Und die neu auftretenden Virus-Varianten?
Es hat sich aber gezeigt, dass das neue Coronavirus sein Erbgut umarrangieren kann, d. h. es kann kleine Bereiche seiner RNA mit anderen Coronaviren austauschen. Grippeviren machen dies etwas anders: Sie tauschen ganze Gensegmente aus, deshalb muss jedes Jahr der Grippe-Impfstoff angepasst werden. Coronaviren dagegen haben kein segmentiertes Genom. Es wird derzeit davon ausgegangen, dass Veränderungen in dieser Größenordnung für diese Viren vorerst nicht zu erwarten sind.
Die neu auftretenden Varianten – britische, südafrikanische und brasilianische – werfen jedoch Spekulationen auf. Nicht nur zur erhöhten Übertragbarkeit, sondern auch zur Immunität: Ist man nach einer durchgemachten Infektion durch eine solche Variante möglicherweise nicht mehr so lange immun?
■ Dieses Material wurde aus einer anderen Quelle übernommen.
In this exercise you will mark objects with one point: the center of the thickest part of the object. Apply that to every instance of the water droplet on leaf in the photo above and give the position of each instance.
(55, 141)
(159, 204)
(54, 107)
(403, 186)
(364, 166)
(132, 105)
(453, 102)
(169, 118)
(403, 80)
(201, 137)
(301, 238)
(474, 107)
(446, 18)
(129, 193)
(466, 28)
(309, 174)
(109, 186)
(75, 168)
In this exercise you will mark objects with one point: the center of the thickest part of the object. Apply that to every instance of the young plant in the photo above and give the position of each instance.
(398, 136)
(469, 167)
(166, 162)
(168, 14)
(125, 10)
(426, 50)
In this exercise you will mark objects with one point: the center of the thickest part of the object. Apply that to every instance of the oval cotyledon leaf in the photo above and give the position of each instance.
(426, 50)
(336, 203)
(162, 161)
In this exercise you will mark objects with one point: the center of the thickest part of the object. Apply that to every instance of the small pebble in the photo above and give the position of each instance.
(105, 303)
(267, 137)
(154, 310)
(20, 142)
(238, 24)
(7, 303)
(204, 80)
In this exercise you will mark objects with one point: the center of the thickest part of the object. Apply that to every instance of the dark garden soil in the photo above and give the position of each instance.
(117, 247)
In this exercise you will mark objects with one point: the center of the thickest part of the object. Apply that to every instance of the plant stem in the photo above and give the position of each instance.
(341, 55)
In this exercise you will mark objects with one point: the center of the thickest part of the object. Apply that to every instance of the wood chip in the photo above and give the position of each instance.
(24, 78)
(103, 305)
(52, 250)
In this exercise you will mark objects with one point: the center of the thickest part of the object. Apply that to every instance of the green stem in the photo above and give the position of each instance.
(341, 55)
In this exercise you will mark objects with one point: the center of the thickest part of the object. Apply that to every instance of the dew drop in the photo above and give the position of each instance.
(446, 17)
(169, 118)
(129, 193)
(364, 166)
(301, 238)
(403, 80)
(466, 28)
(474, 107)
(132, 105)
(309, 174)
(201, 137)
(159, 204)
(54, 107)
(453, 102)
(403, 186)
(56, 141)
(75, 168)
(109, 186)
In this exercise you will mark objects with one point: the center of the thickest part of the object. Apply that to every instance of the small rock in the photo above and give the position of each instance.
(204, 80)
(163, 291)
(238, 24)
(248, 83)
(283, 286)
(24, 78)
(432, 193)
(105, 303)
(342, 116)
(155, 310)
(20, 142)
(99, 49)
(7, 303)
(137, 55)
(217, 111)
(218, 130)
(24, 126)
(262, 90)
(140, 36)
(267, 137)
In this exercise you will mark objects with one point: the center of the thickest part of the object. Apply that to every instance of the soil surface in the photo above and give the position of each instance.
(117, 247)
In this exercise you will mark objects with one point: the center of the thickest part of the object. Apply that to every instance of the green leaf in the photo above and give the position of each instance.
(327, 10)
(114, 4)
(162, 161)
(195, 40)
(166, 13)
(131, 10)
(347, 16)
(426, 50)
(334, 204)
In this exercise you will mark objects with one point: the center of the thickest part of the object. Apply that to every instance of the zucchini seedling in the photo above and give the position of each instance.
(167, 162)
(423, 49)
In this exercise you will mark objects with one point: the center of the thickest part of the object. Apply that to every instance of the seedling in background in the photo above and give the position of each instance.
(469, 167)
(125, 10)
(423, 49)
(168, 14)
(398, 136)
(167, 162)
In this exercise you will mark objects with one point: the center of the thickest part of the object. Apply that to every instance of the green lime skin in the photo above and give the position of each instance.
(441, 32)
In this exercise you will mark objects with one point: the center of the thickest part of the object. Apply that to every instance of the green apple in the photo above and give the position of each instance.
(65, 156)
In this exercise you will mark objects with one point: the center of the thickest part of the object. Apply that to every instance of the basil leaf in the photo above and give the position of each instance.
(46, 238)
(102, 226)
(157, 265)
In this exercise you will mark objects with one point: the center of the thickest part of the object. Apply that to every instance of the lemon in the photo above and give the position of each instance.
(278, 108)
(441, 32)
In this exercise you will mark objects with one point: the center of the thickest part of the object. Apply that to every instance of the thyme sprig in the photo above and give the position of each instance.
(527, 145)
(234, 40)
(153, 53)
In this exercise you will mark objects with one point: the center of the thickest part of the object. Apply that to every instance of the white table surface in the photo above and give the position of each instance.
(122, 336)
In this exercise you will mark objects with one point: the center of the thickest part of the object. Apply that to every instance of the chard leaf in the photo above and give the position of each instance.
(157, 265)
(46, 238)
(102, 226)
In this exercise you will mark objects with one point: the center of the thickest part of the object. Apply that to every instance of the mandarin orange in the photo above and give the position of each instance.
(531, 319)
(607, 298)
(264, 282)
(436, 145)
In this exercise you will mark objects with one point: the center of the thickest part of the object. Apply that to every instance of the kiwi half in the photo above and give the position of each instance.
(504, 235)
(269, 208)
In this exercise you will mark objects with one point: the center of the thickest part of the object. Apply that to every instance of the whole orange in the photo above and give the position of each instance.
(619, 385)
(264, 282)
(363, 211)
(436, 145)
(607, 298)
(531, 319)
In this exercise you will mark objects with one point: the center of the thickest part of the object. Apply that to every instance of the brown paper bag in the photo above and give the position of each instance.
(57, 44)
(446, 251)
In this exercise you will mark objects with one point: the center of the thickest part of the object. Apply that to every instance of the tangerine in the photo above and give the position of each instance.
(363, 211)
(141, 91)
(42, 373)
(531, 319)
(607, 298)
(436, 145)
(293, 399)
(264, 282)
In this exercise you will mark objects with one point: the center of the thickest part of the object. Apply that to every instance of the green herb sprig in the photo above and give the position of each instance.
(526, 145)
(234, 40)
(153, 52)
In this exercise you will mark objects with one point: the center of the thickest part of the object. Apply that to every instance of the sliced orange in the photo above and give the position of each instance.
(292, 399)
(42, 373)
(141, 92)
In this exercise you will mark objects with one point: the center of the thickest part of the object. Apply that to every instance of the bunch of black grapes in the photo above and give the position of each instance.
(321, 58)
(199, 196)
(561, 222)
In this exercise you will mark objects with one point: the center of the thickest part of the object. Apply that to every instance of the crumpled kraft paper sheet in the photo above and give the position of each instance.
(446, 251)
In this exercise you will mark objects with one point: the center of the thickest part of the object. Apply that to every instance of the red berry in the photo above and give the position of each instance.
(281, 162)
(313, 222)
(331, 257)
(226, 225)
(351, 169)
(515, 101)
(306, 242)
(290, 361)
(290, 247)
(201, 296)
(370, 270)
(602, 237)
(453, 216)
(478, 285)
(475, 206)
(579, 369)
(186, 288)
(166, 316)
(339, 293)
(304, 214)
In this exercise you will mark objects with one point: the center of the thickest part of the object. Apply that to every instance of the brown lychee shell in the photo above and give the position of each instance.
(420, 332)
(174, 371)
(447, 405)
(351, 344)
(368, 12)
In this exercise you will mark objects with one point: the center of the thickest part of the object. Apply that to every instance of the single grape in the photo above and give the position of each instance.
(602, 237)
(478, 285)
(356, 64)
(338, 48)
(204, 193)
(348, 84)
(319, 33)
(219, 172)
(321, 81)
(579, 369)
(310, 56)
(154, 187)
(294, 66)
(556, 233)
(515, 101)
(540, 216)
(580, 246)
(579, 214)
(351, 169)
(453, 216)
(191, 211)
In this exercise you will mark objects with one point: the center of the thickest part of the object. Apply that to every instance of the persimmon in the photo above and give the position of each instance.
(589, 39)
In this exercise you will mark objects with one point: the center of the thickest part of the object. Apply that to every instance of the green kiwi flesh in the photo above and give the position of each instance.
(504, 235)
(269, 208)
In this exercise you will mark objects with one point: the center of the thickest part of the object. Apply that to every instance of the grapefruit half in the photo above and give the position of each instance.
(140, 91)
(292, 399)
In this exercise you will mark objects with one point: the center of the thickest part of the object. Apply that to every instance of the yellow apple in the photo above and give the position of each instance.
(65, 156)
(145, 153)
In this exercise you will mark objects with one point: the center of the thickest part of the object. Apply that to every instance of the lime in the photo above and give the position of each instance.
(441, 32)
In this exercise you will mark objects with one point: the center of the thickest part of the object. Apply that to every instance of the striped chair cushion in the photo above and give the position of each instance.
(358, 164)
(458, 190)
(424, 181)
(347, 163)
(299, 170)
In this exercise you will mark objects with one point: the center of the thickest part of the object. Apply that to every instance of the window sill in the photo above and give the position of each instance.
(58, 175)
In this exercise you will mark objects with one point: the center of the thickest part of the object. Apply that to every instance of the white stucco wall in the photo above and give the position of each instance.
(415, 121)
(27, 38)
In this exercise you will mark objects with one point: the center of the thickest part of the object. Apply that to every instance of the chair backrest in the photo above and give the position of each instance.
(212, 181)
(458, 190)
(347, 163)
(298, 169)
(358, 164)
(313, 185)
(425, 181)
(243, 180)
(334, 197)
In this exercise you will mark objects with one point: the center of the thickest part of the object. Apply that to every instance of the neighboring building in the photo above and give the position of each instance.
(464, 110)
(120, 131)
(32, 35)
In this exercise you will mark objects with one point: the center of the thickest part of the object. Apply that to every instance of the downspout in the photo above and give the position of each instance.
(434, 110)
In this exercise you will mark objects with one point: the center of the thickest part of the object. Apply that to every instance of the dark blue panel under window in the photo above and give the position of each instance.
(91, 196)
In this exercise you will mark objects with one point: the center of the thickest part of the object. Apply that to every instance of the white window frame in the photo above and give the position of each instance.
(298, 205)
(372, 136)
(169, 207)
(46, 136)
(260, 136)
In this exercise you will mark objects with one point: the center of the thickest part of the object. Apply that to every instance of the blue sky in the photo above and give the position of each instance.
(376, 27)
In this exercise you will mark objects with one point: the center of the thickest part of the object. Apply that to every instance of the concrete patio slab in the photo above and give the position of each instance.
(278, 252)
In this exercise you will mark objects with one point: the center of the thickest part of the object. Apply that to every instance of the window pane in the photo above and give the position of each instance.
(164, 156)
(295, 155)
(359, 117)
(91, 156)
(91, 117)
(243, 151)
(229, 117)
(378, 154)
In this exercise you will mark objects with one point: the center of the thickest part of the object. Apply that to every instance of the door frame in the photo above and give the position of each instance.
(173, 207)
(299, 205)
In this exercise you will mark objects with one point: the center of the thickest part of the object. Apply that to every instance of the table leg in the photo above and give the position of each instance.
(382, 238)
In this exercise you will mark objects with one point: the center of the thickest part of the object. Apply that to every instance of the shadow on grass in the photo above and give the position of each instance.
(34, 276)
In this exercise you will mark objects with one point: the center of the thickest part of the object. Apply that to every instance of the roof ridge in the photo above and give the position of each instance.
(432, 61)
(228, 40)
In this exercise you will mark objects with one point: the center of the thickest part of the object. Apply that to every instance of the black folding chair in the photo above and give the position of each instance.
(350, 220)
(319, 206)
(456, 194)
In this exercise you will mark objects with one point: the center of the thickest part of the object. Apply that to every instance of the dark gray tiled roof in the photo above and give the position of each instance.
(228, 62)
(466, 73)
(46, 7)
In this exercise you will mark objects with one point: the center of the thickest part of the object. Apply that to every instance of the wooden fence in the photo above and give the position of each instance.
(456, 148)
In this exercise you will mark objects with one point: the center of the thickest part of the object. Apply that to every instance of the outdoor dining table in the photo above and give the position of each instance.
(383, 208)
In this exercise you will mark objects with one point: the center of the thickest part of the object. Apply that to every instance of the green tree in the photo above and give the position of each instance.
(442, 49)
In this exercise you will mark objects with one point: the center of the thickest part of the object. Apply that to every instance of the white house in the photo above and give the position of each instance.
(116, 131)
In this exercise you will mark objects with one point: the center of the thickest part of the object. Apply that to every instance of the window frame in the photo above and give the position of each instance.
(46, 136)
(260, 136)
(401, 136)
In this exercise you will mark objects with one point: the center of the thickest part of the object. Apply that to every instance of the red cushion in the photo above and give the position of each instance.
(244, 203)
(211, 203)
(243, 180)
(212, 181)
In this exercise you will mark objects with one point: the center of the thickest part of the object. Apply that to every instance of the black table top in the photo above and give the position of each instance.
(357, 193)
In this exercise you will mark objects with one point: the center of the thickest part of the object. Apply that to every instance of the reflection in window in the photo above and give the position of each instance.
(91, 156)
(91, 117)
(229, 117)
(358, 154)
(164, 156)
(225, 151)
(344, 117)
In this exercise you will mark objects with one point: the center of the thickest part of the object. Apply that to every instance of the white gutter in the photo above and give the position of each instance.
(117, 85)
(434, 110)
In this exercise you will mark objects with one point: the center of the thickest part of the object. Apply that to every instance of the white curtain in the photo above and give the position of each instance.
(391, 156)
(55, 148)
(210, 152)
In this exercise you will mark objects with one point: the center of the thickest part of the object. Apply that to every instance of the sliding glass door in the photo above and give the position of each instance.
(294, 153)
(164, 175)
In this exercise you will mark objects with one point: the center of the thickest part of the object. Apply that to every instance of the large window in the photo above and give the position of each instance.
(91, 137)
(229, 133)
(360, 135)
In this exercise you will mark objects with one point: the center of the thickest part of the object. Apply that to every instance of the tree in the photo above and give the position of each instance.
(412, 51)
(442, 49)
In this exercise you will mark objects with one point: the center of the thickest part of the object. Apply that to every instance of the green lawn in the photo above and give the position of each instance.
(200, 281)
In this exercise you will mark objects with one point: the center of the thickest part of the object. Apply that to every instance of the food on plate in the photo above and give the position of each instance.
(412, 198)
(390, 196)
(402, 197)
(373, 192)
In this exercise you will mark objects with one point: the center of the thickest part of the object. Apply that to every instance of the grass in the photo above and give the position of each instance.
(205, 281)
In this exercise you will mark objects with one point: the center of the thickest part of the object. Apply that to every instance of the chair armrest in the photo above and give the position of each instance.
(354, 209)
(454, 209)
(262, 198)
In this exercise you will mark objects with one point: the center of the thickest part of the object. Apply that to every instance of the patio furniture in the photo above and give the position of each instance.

Wirken die Impfstoffe gegen die neuen Varianten weniger gut? Auch wenn Biontech-Pfizer anhand bisheriger Studien keine Beeinträchtigung der Wirksamkeit durch die britische, südafrikanische Variante erwartet, sieht es mit der brasilianischen Variante anders aus. Verlässlichere Daten werden die kommenden Wochen liefern.
Aber: Eine Immunität beruht nicht nur auf Antikörper, die im Blut patrouillieren. Es geht immer um das gesamte Immunitätsgeschehen, und das schließt neben Antikörpern auch Immunzellen ein. T- und B-Lymphozyten bilden zum einen Gedächtniszellen, die nach einer erneuten Infektion sowohl Antikörper neu bilden als auch weitere Immunzellen (z. B. Fresszellen) sowie Enzyme und Substanzen (wie Interferone) auf den Plan rücken lassen. Wie komplex unser Immunsystem ist, um Krankheitserreger wirksam zu bekämpfen, ist hier beschrieben.
Manchmal ist es einfach klasse, wenn wir Menschen so komplexe Kreaturen sind.